Deontologia forense

Imputabilità dell’avvocato: la suitas della condotta può valere una condanna

Redazione

Il caso. Il CNF è chiamato a decidere sul ricorso proposto dall’avvocato contro la delibera del COA che lo ha ritenuto colpevole della violazione degli artt. 6 e 14 del codice deontologico forense, per essersi dichiarato antistatario pur avendo raccolto dalla parte assistita istanza di ammissione al gratuito patrocinio.

Suitas. Nell’esaminare il ricorso con cui l’avvocato ha chiesto la declaratoria di non colpevolezza, il Consiglio Nazionale Forense ha l’occasione di ribadire che, ai fini dell’integrazione dell’illecito disciplinare, dal punto di vista soggettivo è sufficiente l’elemento psicologico della suità della condotta, ossia la volontà consapevole dell’atto che si compie, poiché ai fini dell’imputabilità dell’infrazione disciplinare non occorre la consapevolezza dell’illegittimità dell’azione, dolo generico e specifico, ma è sufficiente la volontarietà con la quale l’atto è stato compiuto.
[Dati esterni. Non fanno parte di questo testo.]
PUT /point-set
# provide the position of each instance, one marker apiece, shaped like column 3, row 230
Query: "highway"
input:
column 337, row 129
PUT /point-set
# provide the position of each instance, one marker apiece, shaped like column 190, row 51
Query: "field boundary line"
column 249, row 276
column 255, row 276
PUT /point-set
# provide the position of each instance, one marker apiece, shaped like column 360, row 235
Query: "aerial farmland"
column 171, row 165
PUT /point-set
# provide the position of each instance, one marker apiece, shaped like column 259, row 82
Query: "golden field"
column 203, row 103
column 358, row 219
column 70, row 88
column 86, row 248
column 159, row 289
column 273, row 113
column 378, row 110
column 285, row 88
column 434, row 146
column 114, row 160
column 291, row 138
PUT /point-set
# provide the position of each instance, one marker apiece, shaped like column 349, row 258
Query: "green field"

Il potere-dovere del COA di esercitare l’azione disciplinare. Inoltre, afferma il Consiglio, in base alla previsione di cui all’art. 50, comma 4, l. n. 247/2012, il COA ha il potere-dovere di promuovere d’ufficio l’azione disciplinare e l’esercizio di tale potere non è condizionato dalla tipologia della fonte della notizia dell’illecito disciplinare, che può essere costituita anche dalla denuncia di persona non direttamente coinvolta nella situazione nel cui ambito l’illecito è stato posto in essere.
Nella fattispecie, il CNF accoglie in parte il reclamo rideterminando la sanzione disciplinare in quella dell’avvertimento.